Figure 6 shows a simplified flow diagram of UOP’s MTO process. Other technology licensers include ExxonMobil and Lurgi, using different types of catalyst systems and process know-how. Per Figure 6, fresh MeOH feed is combined with recycled water and fed to a fluidized-bed catalytic reactor, equipped with a catalyst regeneration and recycle reactor as shown. The reactor operates at typically 350°C and at 30 psig. With UOP/HYDRO’s proprietary catalyst system, claimed methanol conversion is quite high, and the process is 80% selective for ethylene and propylene. The produced ethylene/propylene ratio can be altered from 1.5 to 0.6, depending on operation conditions.

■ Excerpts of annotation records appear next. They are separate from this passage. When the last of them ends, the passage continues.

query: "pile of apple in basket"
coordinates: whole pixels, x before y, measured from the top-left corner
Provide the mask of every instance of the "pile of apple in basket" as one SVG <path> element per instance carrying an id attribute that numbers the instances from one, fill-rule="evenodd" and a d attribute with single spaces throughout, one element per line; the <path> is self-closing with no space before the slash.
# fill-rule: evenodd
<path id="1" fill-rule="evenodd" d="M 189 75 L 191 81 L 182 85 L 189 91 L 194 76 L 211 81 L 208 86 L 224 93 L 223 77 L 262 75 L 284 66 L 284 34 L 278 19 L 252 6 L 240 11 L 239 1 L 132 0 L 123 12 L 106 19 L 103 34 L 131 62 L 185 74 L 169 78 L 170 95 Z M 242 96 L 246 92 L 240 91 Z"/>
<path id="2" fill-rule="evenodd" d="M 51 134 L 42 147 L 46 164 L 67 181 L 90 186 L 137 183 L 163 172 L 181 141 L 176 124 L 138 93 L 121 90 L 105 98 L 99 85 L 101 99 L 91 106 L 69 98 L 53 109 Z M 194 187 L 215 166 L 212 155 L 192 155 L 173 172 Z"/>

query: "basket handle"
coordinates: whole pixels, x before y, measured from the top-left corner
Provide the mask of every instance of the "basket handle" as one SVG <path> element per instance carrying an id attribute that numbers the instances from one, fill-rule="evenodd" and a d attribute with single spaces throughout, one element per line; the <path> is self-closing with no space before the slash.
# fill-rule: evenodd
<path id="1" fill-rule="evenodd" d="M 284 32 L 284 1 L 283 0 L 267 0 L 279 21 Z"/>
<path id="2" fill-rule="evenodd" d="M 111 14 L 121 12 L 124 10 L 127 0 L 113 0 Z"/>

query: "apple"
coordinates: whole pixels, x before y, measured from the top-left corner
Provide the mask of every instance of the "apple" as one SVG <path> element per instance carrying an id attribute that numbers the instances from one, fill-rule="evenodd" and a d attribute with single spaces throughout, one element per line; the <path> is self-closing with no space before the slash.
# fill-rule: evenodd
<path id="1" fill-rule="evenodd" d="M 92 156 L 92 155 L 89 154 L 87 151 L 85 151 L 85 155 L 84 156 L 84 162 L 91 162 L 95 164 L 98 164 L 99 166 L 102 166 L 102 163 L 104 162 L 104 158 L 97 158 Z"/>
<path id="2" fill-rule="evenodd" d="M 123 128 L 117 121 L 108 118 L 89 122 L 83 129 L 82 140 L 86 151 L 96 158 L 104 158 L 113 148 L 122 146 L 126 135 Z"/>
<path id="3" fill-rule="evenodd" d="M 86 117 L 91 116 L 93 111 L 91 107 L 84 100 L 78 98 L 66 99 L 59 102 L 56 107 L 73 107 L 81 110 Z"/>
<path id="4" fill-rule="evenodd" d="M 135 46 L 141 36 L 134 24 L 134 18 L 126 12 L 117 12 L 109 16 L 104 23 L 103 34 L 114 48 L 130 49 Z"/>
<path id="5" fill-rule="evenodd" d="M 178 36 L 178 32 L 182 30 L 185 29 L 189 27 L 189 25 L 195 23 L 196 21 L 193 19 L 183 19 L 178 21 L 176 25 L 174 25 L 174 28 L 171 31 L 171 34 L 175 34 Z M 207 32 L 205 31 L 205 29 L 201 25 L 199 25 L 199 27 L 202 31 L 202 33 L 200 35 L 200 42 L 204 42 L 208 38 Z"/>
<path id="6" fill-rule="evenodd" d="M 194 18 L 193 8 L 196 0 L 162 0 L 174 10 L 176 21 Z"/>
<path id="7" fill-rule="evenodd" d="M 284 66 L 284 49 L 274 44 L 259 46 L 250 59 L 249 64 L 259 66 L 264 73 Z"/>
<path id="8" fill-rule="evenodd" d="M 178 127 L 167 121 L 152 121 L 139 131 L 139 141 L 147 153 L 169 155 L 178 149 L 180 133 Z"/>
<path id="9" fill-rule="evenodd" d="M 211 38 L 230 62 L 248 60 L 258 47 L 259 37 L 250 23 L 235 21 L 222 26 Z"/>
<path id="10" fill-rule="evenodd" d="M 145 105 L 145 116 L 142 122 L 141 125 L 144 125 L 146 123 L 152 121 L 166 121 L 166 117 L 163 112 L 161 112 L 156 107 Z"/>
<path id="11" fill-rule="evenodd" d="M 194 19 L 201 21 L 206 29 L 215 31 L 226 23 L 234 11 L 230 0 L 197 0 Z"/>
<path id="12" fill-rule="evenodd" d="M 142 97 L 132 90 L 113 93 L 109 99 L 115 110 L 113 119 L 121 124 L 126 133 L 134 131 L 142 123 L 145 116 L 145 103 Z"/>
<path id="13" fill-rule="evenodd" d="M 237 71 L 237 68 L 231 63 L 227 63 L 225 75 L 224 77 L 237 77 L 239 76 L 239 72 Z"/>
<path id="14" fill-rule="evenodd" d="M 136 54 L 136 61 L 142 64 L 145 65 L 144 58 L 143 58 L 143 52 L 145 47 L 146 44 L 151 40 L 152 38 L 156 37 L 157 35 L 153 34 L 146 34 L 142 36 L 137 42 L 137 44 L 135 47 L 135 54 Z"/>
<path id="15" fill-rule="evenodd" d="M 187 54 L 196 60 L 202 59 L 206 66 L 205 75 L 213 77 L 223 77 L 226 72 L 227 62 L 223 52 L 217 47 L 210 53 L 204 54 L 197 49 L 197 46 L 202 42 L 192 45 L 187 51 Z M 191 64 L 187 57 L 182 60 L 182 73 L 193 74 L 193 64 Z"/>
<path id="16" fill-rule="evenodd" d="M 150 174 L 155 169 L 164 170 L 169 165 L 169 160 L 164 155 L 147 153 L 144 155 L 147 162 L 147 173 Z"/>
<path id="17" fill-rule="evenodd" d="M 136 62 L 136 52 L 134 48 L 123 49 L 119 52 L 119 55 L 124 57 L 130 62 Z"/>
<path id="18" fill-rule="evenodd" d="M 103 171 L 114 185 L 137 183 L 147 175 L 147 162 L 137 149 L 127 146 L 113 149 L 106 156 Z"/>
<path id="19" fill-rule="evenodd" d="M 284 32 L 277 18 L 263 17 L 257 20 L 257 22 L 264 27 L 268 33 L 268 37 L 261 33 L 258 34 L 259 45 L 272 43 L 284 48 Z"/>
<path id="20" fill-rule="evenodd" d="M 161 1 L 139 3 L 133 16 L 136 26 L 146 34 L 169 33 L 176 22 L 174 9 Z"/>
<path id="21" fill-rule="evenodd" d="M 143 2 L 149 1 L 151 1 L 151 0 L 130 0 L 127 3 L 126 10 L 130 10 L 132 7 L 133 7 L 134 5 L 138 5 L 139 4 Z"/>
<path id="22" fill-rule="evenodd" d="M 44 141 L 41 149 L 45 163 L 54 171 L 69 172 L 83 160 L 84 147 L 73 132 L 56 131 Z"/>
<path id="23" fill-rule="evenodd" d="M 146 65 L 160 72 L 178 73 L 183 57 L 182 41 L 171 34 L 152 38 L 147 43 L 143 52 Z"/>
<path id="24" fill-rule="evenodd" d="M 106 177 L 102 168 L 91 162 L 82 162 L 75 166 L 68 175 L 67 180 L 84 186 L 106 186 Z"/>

Reactor effluent leaving the reactor is cooled to condense most of the water and unreacted methanol for recycling. Spent catalysts from the reactor are routed to the regenerator where the coke deposits are burned off with air. Regenerated catalysts are recycled. The cooled reactor effluent is compressed to remove CO2 and water, followed by further compression to high pressure to liquefy the hydrocarbon mixture for separation by distillation. The final product from distillation separation typically consists of polymer grade ethylene and propylene, a methane-rich fuel gas, plus small amount of ethane, propane, butane, pentane and higher molecular weight liquids. In the depicted flow diagram, the Total/UOP Olefin Cracking Process (OCP) is included to recycle heavier fractions to increase light olefins yield and feedstock efficiency.

Other MTO technology licensors include Exxon/Mobil and Lurgi, of which the ExxonMobil process is very similar to that of UOP/HYDRO except perhaps with the use of a different catalyst formulation. Lurgi's process is optimized for propylene production, and is being marketed as a methanol to propylene (MTP®) process.

Figure 6: Simplified Process Flow Diagram for UOP/Hydro MTO Process1
Figure 6: UOP MTO Process Integrated with Olefin Cracking1

  1. 5th licensing win in China for Honeywell UOP’s Advanced Methanol-to-Olefins technology, 18 July 2015, Green Car Congress.
  2. Polygeneration from Coal, Integrated Power and Chemicals, Nexant/ChemSystems MultiClient Report, June 2008.
  3. Project Data on Eastman Chemical Co.'s Chemical-from-Coal Complex in Kingsport, Eastman & Air Product for DOE, March 2003.